The invention relates to a method for contouring body structures in CT data records, in which a model contour is adapted to the actual contour of the body structure.

Contouring risk organs, such as the eyes, is particularly important when planning tumor radiation. This creates the prerequisite that the radiation can be selected optimally without straining the risk organs more than is absolutely necessary.

Until now, the risk organs had to be contoured manually using graphic tools. For the eyes alone, this takes about 6 minutes per patient. to estimate.

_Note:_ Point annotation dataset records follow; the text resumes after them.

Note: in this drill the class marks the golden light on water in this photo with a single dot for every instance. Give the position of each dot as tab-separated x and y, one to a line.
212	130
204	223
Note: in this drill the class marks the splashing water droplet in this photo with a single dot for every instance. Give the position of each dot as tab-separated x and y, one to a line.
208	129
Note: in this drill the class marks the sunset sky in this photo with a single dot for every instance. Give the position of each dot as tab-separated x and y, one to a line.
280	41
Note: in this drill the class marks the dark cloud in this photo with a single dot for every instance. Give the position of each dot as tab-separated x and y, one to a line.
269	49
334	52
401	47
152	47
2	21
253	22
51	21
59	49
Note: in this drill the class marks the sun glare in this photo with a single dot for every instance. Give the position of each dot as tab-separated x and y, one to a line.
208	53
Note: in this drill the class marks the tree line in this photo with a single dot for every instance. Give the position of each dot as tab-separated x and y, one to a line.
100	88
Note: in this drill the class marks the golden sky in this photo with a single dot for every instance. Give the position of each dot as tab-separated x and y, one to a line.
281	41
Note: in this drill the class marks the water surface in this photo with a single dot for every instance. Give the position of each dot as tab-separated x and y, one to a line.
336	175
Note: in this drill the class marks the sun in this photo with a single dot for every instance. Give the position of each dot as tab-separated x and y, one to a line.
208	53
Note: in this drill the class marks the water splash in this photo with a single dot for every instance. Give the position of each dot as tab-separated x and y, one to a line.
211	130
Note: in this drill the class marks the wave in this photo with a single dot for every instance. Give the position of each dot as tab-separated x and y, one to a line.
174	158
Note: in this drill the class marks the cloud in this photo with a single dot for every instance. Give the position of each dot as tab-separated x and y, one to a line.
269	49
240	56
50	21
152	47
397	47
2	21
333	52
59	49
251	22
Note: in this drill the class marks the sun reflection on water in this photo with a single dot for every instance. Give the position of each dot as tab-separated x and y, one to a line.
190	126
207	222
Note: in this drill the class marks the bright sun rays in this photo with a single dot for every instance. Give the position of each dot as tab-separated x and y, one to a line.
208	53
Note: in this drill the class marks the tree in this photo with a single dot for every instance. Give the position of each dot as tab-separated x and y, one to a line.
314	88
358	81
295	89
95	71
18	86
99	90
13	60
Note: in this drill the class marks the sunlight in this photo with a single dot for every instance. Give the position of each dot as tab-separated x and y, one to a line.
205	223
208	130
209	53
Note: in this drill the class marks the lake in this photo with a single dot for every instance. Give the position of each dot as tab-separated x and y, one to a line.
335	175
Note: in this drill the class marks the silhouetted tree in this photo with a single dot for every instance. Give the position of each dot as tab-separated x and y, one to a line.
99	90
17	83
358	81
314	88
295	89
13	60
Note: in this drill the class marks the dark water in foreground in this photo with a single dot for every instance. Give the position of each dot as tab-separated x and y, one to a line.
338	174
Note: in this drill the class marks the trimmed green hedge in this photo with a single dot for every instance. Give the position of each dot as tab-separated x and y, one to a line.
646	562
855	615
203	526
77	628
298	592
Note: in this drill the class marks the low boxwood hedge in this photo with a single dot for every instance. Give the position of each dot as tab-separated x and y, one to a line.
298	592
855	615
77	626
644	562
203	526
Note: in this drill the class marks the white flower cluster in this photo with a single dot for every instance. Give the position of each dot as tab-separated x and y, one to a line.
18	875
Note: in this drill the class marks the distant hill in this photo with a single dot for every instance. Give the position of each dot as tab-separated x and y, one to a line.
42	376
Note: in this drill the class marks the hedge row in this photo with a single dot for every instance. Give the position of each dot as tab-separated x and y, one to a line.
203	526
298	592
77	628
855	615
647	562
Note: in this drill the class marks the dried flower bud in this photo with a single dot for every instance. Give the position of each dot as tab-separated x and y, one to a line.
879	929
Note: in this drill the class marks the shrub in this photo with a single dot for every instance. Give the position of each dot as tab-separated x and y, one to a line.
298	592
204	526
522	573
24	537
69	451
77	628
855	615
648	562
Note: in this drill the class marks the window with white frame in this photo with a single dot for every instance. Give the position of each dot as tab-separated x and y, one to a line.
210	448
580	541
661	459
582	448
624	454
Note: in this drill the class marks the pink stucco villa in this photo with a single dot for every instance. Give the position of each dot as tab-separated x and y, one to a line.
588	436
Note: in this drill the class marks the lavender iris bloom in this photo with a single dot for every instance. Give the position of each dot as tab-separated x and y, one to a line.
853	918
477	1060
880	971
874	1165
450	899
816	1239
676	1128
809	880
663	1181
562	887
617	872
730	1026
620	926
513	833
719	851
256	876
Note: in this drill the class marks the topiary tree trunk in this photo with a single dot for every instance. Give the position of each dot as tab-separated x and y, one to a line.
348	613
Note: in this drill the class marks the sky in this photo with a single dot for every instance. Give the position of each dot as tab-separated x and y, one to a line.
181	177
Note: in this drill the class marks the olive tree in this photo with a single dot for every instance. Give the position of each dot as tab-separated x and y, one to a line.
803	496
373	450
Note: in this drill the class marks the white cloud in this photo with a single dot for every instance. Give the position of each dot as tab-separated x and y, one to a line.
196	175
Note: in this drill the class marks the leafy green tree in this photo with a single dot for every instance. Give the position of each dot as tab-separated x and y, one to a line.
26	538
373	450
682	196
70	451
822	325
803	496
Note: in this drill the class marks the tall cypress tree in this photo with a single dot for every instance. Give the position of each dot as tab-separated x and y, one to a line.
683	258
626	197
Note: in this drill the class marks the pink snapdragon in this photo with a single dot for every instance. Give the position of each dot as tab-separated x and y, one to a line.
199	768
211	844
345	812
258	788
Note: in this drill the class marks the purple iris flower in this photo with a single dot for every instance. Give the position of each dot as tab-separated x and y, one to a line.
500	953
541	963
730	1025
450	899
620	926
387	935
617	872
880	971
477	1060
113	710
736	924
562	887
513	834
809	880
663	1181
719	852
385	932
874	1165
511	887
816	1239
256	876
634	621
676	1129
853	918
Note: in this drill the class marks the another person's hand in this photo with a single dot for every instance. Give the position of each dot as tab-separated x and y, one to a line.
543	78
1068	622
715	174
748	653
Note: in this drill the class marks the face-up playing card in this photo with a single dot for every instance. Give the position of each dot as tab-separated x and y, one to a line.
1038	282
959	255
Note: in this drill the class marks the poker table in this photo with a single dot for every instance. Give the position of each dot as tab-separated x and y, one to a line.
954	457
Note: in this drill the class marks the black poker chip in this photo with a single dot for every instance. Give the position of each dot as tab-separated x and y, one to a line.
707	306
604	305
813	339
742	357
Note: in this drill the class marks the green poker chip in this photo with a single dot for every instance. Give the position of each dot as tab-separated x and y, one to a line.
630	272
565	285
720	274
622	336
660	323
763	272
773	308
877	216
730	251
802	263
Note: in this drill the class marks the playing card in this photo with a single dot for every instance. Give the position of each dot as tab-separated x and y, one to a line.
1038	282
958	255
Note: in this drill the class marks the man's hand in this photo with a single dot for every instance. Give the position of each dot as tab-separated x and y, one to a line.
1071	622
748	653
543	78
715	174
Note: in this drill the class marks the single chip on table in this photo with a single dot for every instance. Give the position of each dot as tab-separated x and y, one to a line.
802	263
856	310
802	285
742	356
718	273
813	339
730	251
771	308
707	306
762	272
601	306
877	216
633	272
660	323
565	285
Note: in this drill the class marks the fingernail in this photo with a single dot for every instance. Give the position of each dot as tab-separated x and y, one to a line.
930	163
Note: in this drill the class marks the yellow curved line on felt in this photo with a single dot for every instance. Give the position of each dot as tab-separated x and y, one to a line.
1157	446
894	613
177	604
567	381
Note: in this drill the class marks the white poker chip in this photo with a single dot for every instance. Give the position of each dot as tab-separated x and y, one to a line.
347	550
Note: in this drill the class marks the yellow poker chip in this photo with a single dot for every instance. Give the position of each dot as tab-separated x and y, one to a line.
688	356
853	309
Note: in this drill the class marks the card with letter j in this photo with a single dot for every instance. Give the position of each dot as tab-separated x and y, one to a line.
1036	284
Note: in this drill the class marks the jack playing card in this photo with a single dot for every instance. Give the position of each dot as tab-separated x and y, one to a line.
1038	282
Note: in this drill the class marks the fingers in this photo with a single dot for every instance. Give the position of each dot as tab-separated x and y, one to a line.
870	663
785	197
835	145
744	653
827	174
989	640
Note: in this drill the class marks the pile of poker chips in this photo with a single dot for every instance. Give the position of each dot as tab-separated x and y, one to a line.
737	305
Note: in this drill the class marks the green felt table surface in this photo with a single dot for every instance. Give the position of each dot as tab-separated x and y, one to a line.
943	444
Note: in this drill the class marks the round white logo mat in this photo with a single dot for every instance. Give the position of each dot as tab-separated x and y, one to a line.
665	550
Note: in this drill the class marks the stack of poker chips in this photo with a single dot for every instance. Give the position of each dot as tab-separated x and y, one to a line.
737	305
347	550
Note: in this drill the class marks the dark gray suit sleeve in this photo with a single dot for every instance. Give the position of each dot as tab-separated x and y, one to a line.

It is an object of the present invention to enable automatic or semi-automatic contouring of body structures in CT data records with sufficient or controllable reliability.

As a solution, the invention proposes a method for contouring body structures in CT data records, in which a model contour is adapted to the actual contour of the body structures, with Next, support points are sought, a first model contour is determined on the basis of the support points sought, and the support point that is most incompatible with the model contour is removed, and a new model contour is determined on the basis of the remaining support points until the deviation of the worst-compatible support point becomes a threshold value or the number of remaining ones Support points falls below a demolition value.

The method provided in this way proves to be extremely robust with regard to faulty support points, since not all the support points determined but only support points within a certain error hand width are used to determine the model contour.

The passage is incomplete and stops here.